'A Whole Different Audience': College Athletes Are Now Online Influencers, Too
Why this matters
Name, image and likeness freedoms in college sport have helped turn athletes into successful online influencers, an identity that often exists separate and apart from their athletic endeavors.
To perhaps best understand why Clemson men’s basketball starting guard Brevin Galloway became one of the country's most successful college athletes turned social media influencers — with more than 120,000 followers on TikTok and more than 72,000 followers on Instagram — look no further than his social media stories from Thursday, Jan. 26.
Clemson had released an official statement saying that Galloway would not be playing that weekend due to “abdominal pain.” But Galloway, who credits his authenticity as a major factor for the growth of his online following, offered a more vivid, and, uhh, detailed description of his injuries on his Instagram (and TikTok) feeds.

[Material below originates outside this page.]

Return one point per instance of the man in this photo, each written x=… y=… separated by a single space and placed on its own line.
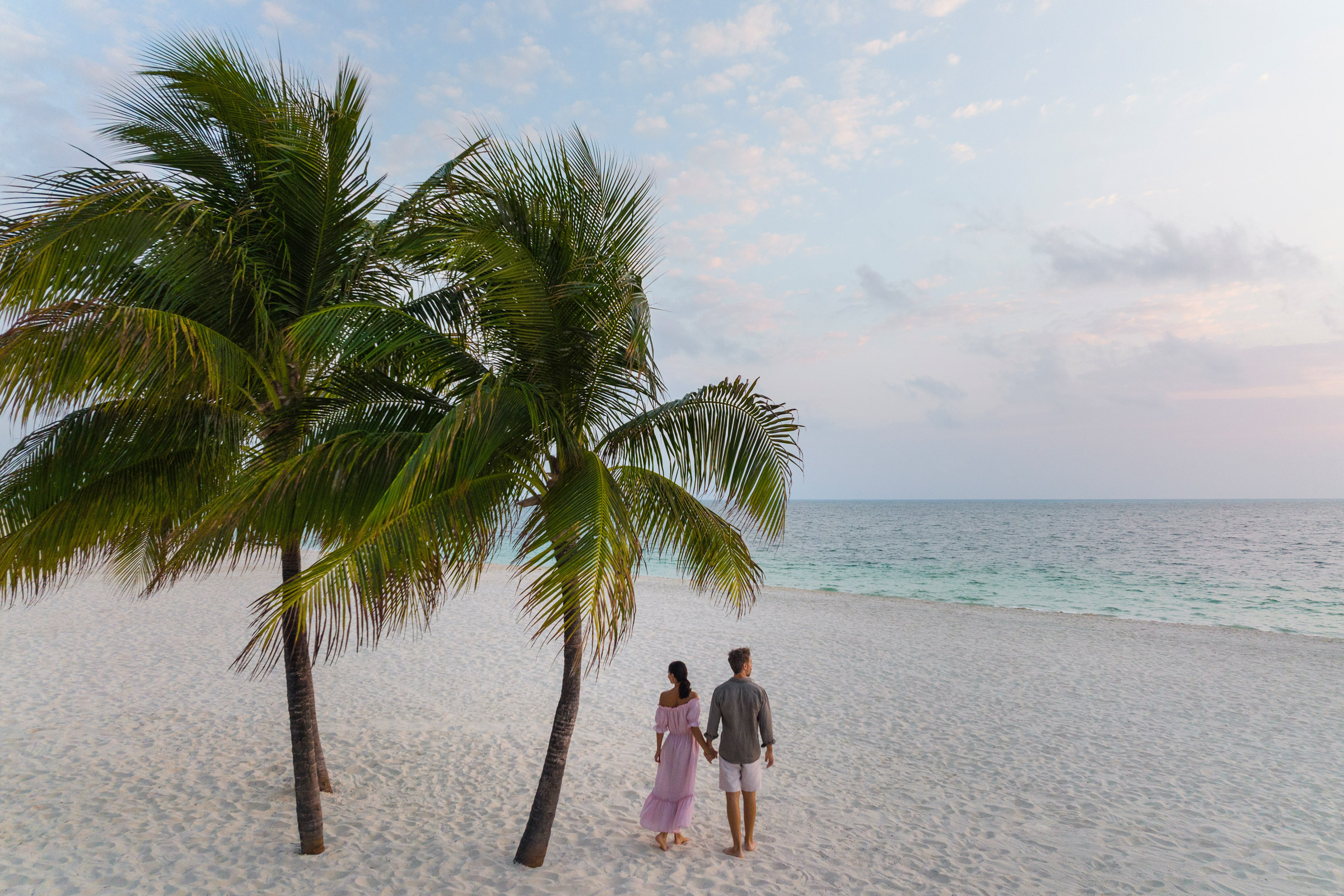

“So this morning I went to lift,” Galloway says to start the video, as he laid shirtless on a hospital bed. “I came back; I took a nap. I woke up from my nap, and my balls and my nut sack were exploded.” (Slight pause; the videographer laughs in the background.) “Now, I go to the doctor. I have surgery three hours later. My balls are reduced to their normal size.” Galloway pauses again and smiles. “I don’t know what happened to my balls. I guess they were trying to be like basketballs.”
His very open and detailed Instagram recounting of the injury went viral, making headlines from Twitter to USA Today.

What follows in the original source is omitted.